Familie Wulff erreicht nach dem Abschied aus Bellevue Großburgwedel.

Familie Wulff erreicht nach dem Abschied aus Bellevue Großburgwedel.

(Foto: dpa)

Das Ende der Ära Wulff ist der Auftakt für die Suche nach einem neuen Staatsoberhaupt. Dabei drückt die Kanzlerin aufs Tempo. Weil die Mehrheiten knapp sind, will Merkel SPD und Grüne bei der Suche einbinden. Die FDP fühlt sich düpiert und pocht auf eine schwarz-gelbe Lösung innerhalb der Bundesversammlung. SPD und Grüne stellen umgehend klar, dass sie kein Mitglied der schwarz-gelben Bundesregierung akzeptieren werden.

Die bisherigen Bundespräsidenten (l-r) Heuss (1949-1959), Lübke (1959-1969), Heinemann (1969-1974), Scheel (1974-1979), Carstens (1979-1984), von Weizsäcker (1984-1994), Herzog (1994-1999), Rau (1999-2004), Köhler (2004-2010), Wulff (2010-2012)

Die bisherigen Bundespräsidenten (l-r) Heuss (1949-1959), Lübke (1959-1969), Heinemann (1969-1974), Scheel (1974-1979), Carstens (1979-1984), von Weizsäcker (1984-1994), Herzog (1994-1999), Rau (1999-2004), Köhler (2004-2010), Wulff (2010-2012)

(Foto: dpa)

Nach dem Rücktritt von Bundespräsident Christian Wulff will Bundeskanzlerin Angela Merkel keine Zeit verlieren. Zur Stunde berät die CDU-Chefin gemeinsam mit dem FDP-Vorsitzenden Philipp Rösler und CSU-Chef Horst Seehofer über die Nachfolge. Stellungnahmen werden nach dem Treffen nicht erwartet – die Parteichefs vereinbarten Stillschweigen. Ein weiteres Gespräch ist für Samstagvormittag geplant. Merkel will auch auf SPD und Grüne zugehen. Ziel sei "in dieser Situation, einen gemeinsamen Kandidaten für die Wahl des nächsten Bundespräsidenten der Bundesrepublik Deutschland vorschlagen zu können", hatte die Kanzlerin betont.

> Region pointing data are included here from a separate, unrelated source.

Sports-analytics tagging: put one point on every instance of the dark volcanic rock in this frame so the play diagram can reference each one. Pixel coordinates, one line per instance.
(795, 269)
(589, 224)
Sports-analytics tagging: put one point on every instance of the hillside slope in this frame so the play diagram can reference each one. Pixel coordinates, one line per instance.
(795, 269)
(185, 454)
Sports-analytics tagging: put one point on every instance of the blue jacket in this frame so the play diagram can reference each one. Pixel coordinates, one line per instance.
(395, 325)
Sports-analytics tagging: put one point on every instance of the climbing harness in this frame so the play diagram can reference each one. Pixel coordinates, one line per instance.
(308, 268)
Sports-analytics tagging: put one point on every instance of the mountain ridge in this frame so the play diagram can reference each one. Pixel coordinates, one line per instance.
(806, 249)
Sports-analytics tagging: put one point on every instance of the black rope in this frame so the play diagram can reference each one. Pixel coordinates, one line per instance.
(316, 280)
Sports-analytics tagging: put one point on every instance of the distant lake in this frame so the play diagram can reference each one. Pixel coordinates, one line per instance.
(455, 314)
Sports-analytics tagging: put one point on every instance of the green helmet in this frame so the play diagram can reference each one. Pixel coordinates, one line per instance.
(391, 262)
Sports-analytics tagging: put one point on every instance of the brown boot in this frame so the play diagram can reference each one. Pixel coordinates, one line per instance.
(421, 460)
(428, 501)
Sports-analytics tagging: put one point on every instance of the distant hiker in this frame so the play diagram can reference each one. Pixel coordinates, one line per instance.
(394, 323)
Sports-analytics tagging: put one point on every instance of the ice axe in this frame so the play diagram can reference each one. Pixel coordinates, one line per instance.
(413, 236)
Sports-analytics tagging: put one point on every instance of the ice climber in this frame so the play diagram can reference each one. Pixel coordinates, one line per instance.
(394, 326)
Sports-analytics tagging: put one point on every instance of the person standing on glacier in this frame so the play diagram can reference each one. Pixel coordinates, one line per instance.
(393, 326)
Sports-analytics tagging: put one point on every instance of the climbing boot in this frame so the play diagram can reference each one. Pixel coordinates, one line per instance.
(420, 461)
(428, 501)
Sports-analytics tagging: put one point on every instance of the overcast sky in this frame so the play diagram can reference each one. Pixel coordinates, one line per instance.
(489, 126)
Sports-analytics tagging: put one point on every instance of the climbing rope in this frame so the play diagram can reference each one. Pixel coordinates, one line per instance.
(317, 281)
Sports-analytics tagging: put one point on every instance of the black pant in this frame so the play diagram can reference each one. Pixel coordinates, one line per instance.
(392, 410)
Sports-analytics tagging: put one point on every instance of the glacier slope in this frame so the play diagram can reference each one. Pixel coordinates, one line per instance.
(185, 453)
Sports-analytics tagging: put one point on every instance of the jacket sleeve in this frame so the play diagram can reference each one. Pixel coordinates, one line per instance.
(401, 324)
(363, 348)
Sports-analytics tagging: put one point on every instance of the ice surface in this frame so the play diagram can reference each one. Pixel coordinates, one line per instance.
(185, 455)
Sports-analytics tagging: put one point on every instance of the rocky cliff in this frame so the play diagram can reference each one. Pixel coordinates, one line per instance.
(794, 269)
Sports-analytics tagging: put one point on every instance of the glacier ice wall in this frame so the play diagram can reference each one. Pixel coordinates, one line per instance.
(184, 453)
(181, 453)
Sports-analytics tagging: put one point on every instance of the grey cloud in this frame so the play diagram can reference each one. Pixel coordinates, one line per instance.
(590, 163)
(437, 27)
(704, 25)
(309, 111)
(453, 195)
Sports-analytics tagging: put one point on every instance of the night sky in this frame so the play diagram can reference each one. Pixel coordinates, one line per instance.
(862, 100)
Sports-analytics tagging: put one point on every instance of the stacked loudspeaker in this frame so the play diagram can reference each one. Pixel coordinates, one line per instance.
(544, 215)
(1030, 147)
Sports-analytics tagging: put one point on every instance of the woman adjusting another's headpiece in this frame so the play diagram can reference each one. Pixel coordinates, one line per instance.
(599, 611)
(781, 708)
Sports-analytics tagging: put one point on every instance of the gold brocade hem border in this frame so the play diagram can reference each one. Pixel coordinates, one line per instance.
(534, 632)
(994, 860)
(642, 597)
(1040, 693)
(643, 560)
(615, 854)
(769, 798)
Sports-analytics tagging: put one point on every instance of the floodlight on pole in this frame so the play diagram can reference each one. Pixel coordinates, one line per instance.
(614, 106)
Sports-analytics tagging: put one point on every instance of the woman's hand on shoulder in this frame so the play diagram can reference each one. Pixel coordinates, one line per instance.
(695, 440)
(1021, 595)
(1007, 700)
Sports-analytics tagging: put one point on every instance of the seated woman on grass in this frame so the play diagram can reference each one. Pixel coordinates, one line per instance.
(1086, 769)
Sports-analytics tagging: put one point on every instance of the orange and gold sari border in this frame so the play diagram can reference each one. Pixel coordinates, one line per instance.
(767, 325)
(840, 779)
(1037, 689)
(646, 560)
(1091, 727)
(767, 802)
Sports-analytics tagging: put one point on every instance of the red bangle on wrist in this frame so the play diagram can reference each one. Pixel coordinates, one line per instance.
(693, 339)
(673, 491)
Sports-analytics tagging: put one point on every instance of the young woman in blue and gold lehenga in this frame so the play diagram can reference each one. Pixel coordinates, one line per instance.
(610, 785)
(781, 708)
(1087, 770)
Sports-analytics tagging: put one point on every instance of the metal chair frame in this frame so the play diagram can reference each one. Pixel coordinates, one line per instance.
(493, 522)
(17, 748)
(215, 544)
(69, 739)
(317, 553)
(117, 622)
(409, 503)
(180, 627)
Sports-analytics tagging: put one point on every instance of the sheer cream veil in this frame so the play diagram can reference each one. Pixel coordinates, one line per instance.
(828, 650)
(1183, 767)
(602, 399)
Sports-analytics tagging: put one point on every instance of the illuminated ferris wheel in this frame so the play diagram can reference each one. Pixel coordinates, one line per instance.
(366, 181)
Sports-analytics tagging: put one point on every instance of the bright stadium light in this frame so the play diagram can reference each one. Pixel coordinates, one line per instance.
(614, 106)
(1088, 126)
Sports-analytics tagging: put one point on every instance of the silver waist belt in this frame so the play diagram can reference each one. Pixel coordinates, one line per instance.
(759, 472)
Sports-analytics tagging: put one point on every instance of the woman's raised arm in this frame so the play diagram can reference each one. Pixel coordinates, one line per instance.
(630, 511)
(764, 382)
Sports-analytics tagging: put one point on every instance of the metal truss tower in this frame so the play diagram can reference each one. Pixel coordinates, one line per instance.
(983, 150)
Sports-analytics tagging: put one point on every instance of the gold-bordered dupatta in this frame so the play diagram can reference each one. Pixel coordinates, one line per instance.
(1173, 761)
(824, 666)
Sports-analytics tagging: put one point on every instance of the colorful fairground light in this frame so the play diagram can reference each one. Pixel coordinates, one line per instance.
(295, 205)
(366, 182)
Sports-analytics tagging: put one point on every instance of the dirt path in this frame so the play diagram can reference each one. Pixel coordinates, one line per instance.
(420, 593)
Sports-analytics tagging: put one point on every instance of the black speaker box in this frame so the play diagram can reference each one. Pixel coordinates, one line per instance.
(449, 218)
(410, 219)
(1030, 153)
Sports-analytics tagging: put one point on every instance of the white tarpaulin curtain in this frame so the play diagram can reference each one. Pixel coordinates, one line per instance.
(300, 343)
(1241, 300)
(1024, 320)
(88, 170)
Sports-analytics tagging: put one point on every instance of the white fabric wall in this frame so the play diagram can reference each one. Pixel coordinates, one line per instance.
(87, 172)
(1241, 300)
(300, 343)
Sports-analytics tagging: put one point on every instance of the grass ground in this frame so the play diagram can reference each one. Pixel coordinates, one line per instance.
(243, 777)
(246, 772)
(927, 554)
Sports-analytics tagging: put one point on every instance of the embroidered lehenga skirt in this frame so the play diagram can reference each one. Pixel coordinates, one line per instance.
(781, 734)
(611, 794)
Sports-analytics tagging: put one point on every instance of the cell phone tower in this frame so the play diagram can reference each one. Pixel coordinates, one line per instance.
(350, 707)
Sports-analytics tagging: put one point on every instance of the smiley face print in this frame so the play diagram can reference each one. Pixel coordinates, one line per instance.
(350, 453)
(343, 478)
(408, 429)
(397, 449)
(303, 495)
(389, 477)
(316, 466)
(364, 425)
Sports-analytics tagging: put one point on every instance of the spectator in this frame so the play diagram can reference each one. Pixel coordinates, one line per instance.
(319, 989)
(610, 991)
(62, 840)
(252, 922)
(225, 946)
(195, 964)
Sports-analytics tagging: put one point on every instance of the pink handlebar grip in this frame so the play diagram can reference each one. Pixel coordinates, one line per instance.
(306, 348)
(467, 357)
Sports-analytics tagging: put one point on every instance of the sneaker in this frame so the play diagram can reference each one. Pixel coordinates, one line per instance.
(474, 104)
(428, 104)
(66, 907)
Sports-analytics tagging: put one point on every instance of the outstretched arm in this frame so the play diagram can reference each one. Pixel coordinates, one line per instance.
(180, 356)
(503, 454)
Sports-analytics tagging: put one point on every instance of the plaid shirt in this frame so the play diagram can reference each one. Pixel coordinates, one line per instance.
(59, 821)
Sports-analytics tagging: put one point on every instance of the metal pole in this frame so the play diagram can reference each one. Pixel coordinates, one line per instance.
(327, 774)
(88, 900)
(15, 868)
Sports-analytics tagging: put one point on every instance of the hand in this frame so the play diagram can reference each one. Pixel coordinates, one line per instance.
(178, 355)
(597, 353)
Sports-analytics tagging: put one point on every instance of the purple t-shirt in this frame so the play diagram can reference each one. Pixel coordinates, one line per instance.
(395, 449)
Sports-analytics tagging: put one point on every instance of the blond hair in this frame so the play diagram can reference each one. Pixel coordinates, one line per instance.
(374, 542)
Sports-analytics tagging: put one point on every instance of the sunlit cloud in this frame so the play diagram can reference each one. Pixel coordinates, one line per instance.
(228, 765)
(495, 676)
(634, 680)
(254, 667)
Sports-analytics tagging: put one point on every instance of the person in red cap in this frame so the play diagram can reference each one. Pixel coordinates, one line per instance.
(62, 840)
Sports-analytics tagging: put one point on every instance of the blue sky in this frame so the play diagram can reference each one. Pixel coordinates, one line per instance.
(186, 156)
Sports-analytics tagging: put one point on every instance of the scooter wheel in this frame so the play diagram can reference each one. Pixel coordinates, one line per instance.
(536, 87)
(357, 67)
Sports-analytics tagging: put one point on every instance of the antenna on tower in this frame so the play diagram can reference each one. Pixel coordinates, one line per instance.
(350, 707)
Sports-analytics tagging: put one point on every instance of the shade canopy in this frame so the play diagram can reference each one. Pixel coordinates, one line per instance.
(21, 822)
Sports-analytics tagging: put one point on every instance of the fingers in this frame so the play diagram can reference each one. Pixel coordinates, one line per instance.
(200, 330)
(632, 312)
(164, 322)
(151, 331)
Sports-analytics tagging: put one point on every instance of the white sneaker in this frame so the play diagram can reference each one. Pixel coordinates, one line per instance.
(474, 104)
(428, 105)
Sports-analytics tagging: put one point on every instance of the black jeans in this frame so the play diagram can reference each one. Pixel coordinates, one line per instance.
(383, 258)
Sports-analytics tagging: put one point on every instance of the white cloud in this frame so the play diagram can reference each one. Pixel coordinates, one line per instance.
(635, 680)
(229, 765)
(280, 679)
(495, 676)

SPD und Grüne stellten umgehend klar, dass sie als Nachfolger kein Mitglied der schwarz-gelben Bundesregierung akzeptieren werden. Das sagten die Fraktionschefs Frank-Walter Steinmeier und Jürgen Trittin. Steinmeier begrüßte dennoch das Vorgehen der Kanzlerin, aber: "Wenn wir uns verständigen wollen, (…) müssen wir uns ein bisschen mehr Mühe geben und auch etwas breiter gucken bei dem Personal, das möglicherweise zur Verfügung steht." Ähnlich äußerte sich Trittin, für den eine Parteimitgliedschaft kein Hinderungsgrund für einen Kandidaten sei.

FDP fühlt sich düpiert

Aus der FDP hieß es, die schwarz-gelbe Koalition wolle Handlungsfähigkeit beweisen. Ziel sei es, einen eigenen Kandidaten zu benennen. Mit diesem Vorschlag wollten Union und FDP dann auf die Opposition zugehen. Im FDP-Präsidium wurde bei einer Schaltkonferenz nach Angaben aus den Kreisen beanstandet, Merkel habe die Arme für die Opposition ein Stück zu weit aufgemacht. Die Kanzlerin hatte zuvor erklärt, Union und FDP wollten mit der Opposition über einen gemeinsamen Kandidaten sprechen.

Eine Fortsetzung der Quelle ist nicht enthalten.